Baker's subcommittee focused on the recent federal indictment of the Milberg Weiss Bershad & Schulman law firm in connection with class-action lawsuits. The firm in recent years has contributed $2.78 million to Democratic candidates and $22,000 to Republicans.
The Financial Services Committee's top two Democrats -- Barney Frank of Massachusetts and Paul Kanjorski of Pennsylvania -- vigorously objected to a federal judge testifying about current defendants in a federal prosecution. Vaughn R. Walker, chief district judge for Northern California, gave the subcommittee his views on the indictments and Baker's legislation.
NO DIRTY TRICKS
Independent, pro-labor candidate Bill Scheurer remained on the ballot after last Monday's deadline without challenge in the Chicago suburban congressional district where freshman Democratic Rep.
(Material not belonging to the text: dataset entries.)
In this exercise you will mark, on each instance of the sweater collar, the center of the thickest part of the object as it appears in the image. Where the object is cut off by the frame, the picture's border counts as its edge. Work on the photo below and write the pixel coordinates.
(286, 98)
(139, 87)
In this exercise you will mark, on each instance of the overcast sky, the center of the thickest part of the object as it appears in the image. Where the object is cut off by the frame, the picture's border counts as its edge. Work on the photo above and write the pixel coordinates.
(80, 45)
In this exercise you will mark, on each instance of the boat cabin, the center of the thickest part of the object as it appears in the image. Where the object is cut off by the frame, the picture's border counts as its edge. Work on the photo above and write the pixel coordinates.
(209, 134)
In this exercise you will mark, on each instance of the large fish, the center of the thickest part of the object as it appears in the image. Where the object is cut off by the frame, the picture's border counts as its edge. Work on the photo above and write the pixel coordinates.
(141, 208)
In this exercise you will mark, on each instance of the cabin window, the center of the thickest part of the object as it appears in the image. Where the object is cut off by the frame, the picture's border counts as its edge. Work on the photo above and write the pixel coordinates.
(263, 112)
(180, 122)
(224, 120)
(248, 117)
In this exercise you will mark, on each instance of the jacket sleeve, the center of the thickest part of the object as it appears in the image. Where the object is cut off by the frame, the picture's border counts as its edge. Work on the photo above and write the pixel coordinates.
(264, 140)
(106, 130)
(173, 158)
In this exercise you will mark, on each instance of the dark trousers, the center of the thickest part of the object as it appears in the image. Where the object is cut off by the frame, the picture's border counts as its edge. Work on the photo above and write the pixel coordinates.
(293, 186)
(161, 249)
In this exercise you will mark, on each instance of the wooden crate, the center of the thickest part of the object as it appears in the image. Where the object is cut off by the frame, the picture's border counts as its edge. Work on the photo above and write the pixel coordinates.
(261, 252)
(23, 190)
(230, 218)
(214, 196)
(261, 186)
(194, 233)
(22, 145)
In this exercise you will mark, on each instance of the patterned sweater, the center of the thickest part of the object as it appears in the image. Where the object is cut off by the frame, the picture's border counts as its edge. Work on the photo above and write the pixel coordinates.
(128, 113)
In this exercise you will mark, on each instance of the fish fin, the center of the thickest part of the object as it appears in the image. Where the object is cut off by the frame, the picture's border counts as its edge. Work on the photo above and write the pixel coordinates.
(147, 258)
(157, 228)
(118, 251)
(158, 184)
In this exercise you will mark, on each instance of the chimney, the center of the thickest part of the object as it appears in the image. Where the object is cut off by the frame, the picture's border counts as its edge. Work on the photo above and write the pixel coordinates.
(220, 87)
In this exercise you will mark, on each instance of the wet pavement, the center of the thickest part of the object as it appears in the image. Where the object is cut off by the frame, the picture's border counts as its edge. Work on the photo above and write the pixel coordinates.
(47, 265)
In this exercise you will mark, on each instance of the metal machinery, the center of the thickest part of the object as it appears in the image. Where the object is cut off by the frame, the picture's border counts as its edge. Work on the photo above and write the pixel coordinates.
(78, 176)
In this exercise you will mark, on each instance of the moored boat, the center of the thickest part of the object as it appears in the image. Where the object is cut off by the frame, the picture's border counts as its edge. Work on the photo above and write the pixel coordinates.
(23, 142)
Melissa Bean is a priority Republican target for 2006.
It had been widely expected that state House Speaker Mike Madigan, the Illinois Democratic chairman, would challenge Scheurer collection of the necessary 14,000 petition signatures for ballot access. Scheurer had filed a lawsuit alleging dirty tricks by Madigan and other Democratic leaders.
Bean was the most spectacular Democratic winner in the 2004 elections with a victory over Phil Crane, the senior Republican member of the House. She had considerable labor support in that campaign, but she lost Teamsters and state AFL-CIO backing after reneging on her campaign commitment to oppose the Central American Free Trade Agreement (CAFTA). Labor votes switching over to Scheurer would benefit the Republican candidate, investment banker David McSweeney.